The present invention has been described above, and has the following particularly remarkable effects, and its industrial utility value is extremely significant.

(1) Nine roll-shaped films according to the present invention are:
To new fatigue, the shape of the rolling start part (cut end) is composed of at least two or more lines that intersect, and the shape is oriented left and right with respect to the center axis coating in the length direction of the film. is essentially targeted, so the Si of the film?
The diameter of the U-roll is approximately the same over the entire width of the film, and remains the same even when the film is being unrolled from the film. Therefore, phenomena such as one end of the rolled film in the width direction becoming sagging or the opposite end being bent are unlikely to occur.

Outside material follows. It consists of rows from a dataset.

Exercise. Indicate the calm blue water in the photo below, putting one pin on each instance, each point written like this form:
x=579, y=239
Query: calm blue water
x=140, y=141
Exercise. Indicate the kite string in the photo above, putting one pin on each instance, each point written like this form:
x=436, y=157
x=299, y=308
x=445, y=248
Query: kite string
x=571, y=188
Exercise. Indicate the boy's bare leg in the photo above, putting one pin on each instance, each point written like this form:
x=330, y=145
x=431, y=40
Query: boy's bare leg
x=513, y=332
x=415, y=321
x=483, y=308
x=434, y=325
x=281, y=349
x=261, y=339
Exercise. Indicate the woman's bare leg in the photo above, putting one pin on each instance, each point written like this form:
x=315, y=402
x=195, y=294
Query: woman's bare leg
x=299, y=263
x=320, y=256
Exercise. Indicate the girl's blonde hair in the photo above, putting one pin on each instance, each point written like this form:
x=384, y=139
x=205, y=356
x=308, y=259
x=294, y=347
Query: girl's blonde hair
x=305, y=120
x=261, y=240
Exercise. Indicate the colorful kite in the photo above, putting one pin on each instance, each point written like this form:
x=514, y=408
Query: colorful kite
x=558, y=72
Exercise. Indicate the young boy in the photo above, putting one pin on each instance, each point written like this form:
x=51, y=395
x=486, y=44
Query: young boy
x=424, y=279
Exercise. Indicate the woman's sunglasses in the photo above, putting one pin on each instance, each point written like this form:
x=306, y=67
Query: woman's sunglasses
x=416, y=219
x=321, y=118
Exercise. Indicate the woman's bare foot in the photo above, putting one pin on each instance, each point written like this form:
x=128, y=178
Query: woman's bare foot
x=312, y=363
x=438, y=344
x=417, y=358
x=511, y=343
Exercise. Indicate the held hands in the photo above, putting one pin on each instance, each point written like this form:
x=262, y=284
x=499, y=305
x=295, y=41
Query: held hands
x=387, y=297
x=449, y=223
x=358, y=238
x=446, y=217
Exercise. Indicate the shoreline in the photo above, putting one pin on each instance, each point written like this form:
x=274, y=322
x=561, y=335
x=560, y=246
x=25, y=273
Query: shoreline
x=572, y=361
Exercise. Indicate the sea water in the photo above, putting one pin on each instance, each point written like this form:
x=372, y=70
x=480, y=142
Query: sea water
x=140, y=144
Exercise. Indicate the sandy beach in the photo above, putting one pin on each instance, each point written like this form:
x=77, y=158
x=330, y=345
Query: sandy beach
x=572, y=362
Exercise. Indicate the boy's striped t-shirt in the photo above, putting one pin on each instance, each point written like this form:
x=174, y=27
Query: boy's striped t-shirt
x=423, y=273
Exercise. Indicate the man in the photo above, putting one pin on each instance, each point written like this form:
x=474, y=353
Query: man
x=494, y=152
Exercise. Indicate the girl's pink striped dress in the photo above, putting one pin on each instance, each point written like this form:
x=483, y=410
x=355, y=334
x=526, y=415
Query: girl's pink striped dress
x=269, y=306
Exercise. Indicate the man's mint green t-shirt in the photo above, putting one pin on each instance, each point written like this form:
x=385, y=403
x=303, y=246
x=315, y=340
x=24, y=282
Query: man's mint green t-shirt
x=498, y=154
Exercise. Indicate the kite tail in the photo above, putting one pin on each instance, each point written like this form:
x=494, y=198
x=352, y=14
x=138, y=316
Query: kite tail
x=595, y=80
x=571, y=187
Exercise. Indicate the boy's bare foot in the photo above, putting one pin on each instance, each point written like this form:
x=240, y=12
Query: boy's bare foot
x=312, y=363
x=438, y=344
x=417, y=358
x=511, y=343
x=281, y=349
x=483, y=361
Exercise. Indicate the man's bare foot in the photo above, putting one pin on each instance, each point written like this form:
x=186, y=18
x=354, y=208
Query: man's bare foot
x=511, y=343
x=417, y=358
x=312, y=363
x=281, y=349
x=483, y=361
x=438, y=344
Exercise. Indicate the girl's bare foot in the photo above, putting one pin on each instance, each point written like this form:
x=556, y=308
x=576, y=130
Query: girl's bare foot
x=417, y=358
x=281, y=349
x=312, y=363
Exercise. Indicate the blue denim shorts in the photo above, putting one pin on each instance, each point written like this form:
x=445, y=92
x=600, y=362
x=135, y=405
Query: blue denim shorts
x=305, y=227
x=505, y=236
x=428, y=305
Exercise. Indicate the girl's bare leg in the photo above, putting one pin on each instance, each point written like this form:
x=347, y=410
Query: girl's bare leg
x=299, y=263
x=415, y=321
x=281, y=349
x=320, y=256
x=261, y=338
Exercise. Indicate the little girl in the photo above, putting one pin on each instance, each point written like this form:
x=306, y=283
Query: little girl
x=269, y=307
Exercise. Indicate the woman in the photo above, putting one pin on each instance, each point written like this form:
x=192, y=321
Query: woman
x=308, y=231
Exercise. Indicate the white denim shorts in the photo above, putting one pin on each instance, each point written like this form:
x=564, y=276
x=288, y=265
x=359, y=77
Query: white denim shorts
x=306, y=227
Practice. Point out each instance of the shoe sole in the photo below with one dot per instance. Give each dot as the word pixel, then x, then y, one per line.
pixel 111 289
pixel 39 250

(2) Since a roll of film is wound with approximately the same tension over the entire width in the width direction,
The shrinkage rate of the rewound film shows almost the same value over the entire width of the film, and it does not cause deformation, deformation, No changes in appearance such as wrinkles occur.

(3) Roll-up of the film according to the present invention) The rolled product has uneven ears at both ends of the product. Since the outer circumferential dimension difference is adjusted to a specific range,
Although the film is long and wide, when the rolled material is unwound and the two ends of the film are bonded together, the film may sag or the edges may curve like 9. No undesirable phenomena occur.

(4) Is the rolled film according to the present invention a film widened by intermediate processing? For example, even when used as a covering for an agricultural greenhouse, sagging areas do not occur and the material can be preferably tensioned.

[Brief explanation of drawings]

FIG. 1 is a perspective view of a roll-shaped film according to the present invention, and FIGS. Figure 3 is a plan view of two films in which the edges in the width direction are overlapped and the edges are joined together, and Figure 2 (a) is a cutting method that has been used in the past. Example of cutting blade arrangement for new fatigue in Figure 7 (cl) U, Figure 7 (a)
A top view of an example of the starting part (cutting end) is shown in FIG. In the figure, //, 2/, 3/, ri/, 3i, Otsu/, and Otsu2.7/ are respectively synthetic resin films, /mo63, Otsu ¥
are the rolls of film, /3.72 are the respective fatigues, /g is the end of the film in the longitudinal direction, and 2
2, 23.2, 2J-13-2, 33.3, 33゛1, 2, 3.3, and 3.7 are the straight lines formed on the cut end, 15.26, 3, respectively. Otsu, ¥9, J are the center lines in the length direction of the film, ζ6 are the support shafts of the rolled product, Otsu 7 is the intermediate joint, Otsu is the high frequency sewing machine, Otsu 2 is the glued The part 23 is the cutting blade, ?
¥ is an arrow indicating the running direction of the cutting blade, 7j is the film feeding direction 'f 7F arrow, Ao + Bor- are both stars of the rolled material; 1re A40 m B2
O indicates the position from 80+Bo to Off+inside, respectively. Applicant Mitsubishi Monsanto Kasei Co., Ltd. Agent Patent Attorney Hase - (7 others) Figure f Figure 6 Figure 7

Claims (1)

[Claims] (1) In a roll-shaped product of a long and wide synthetic resin film, the shape of the starting part (cut end part) of the winding around the yarn core is such that at least two or more wires intersect,
Further, this shape is substantially symmetrical on the left and right sides with respect to the central axis in the longitudinal direction of the film, and substantially eliminates edge irregularities at both ends of the rolled material. The difference in the outer circumferential dimensions of the two ends of the nine rolled rolls must be within 10 mm,
All the outer circumferential dimensions of the sections between both ends of the rolled material and the position inside the groove from these ends are within the range of +10 from -j゛ order based on the outer circumferential dimensions of each end. And all the outer circumferential dimensions of the sections sandwiched between the two ends of the rolled material at the two positions inside the groove θα are -! From pant +/! 1. A roll-shaped synthetic resin film, characterized in that it is within a tolerance range.